The novel coronavirus (COVID-19) has changed our lives in ways that will be felt long after the current crisis has ended, disrupting our routines and presenting unprecedented challenges. This is no less true for our criminal justice system. Here we document some of the ways in which COVID-19 and the policies implemented to address it have impacted criminal justice in Philadelphia. This page was launched on June 6, 2020.
The tabs below examine the impact of COVID-19 and the policies meant to mitigate its effects on four deeply intertwined aspects of Philadelphia’s criminal justice system.
The accompanying chart tracks criminal incidents reported each month between 2016 and 2020. The 2020 line, highlighted in red (2016-2019 lines in blue), shows the dramatic drop in reported incidents beginning in mid-March when the city went into its shutdown. The reduction in reported incidents is probably due to a combination of reduced criminal incidents and a lower likelihood of observing or reporting crime due to our collective efforts to flatten the curve by staying home. Though reported incidents have decreased overall, some have remained the same while others have increased. Incident data for more specific types of crimes are reported in the charts below.
On March 17, 2020 the Philadelphia Police Department (PPD) announced that in response to COVID-19, for certain non-violent incidents, officers would note the person’s ID and contact information and then release them, but swear out a warrant that could be used as the basis for an arrest at a later time. This policy was designed to preserve public safety while limiting the number of people taken to Police Districts or kept in prison for lack of bail money. This policy, along with a dramatic decrease in incidents in the weeks after the city shutdown, led to a 78% decrease in weekly arrests between March and April. On May 1, the PPD modified their policy, announcing that in addition to arresting and detaining people suspected of violent crimes, officers would resume the transport and detention of people suspected of any of five non-violent property crimes. Those crimes were: Burglary; Theft From Auto; Theft from Person; Auto Theft and, Retail Theft. The accompanying chart tracks arrests by police each week between 2016 and 2020; 2020 has been highlighted in red. The chart does not track warrants issued, only completed arrests.
The court system all but closed on March 17, 2020. Based on an Order issued by the President Judge of the Court of Common Pleas, cases could be preliminarily arraigned and bail set, and certain emergency hearings could take place, but the vast majority of case processing activity ceased. In practical terms, this means that with the exception of certain emergency matters, cases are no longer being disposed. This was a rational early response to COVID-19 when the shutdown was expected to last for a few weeks. Now that the shutdown has continued for months, the courts are striving to find a means to process cases in ways that will dispose of them in accordance with the requirements of law and the Constitution, and, at the same time, protect the health and safety of Judges, court personnel and all persons who have business before the courts. On June 1, 2020, the courts began to status cases to try to start alleviating the backlog.

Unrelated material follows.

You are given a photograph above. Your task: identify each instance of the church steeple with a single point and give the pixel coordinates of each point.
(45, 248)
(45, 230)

Because the courts closed, cases are not being fully processed through the system and are not being resolved, and thousands of cases remain in “open” status. This chart shows the total number of open cases per day, and how that number has increased since the court closure.
After five years of reform, Philadelphia jails began 2020 with the lowest population in more than a decade. Continuing to reduce the jail population is vital to public health in Philadelphia during COVID-19 and beyond. Across the country, jails and prisons are among the hotspots for COVID-19. As of June 5, 57 of the 100 largest COVID-19 clusters in the US were in jails or prisons. In Philadelphia jails as of July 17, over 450 incarcerated people have tested positive for the virus since March (Sources: City of Philadelphia, BillyPenn). Continued proliferation in crowded jails is inevitable due to close contact between incarcerated people and guards. The health emergency created by the spread of the coronavirus in our jails will not only impact incarcerated people and staff. As correctional employees return home at the end of the workday, and as incarcerated people are released and return to their neighborhoods, both groups risk exposing their families and communities to the virus. By reducing the current jail population and the number of people entering the jails every day, we can reduce this threat to public health.